Emissions Trading in the Climate Policy Mix
Emissions trading promises the achievement of a pre-defined environmental outcome at least cost. If the system works and key assumptions hold, it would seem to be an "optimal" climate policy instrument. On closer inspection, however, it is less clear what constitutes an "optimal" climate policy. This paper argues that optimality involves a range of criteria beyond short-term economic efficiency, but also has to consider the longer-term dynamic efficiency, as well as the political, administrative and legal feasibility of policy instruments.
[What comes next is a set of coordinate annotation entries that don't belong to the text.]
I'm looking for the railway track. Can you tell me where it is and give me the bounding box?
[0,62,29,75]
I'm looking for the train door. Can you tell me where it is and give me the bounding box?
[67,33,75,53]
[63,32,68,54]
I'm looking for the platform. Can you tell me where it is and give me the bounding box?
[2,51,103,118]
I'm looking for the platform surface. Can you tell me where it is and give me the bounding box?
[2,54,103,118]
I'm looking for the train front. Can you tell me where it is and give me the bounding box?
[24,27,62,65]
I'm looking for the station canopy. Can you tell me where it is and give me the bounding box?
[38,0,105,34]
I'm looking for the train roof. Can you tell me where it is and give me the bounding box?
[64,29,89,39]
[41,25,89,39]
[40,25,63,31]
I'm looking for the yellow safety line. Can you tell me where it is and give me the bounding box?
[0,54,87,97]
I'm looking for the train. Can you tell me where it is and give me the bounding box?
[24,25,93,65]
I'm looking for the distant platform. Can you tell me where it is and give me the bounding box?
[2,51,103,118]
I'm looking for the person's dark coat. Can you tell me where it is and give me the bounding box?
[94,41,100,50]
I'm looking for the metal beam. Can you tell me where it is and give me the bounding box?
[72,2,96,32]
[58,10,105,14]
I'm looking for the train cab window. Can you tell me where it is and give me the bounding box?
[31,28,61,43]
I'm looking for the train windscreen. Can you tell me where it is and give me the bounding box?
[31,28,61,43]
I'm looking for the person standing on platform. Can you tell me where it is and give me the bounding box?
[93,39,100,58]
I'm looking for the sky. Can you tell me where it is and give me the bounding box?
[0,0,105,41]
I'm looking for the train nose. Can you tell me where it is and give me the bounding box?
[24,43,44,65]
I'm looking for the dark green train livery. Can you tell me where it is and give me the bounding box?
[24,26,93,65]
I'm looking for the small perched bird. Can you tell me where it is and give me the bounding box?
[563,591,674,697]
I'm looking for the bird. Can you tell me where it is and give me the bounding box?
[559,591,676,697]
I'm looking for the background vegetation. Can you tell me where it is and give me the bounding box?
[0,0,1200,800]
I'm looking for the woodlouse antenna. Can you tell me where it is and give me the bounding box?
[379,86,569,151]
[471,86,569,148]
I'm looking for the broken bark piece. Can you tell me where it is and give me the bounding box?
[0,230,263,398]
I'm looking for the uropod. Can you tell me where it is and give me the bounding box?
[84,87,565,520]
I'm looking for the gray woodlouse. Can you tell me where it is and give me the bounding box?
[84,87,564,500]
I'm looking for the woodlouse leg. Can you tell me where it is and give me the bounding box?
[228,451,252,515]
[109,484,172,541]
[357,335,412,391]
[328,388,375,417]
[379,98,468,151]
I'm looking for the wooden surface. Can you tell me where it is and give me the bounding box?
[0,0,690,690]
The assessment of optimality is confounded by the fact that climate policy relies on a number of policy instruments. This paper argues that a policy analysis should look at the performance of the entire instrument mix, and not analyse individual instruments in isolation. Such a mix will differ from country to country – depending on political preferences, administrative capacities, or regulatory traditions. The mix is also evolving: as climate policy aims to transform entire economies, the impact of individual policy instruments in the climate policy mix grows – measured by the share of the relevant markets that they affect, the incentives they provide, or the costs they impose. As this impact grows, there is increasing interaction between policy instruments. Understanding and managing these interactions therefore becomes key for successful climate policy. Emissions trading has a particular position in this instrument mix: it directly targets the end result, i.e. emissions from the regulated sectors, inputs to the process, technologies used, or the infrastructure, where other instruments target the interim stages in the process. At the same time, emissions trading also builds on other policies, for instance through administrative and regulatory infrastructures. This paper discusses how the other policy instruments affect the functioning of an emissions trading scheme (ETS), and how this will reflect on the performance of an ETS in terms of optimality.
The paper builds on interim results of the CECILIA2050 project, which is funded by the EU's 7th Framework Programme for Research.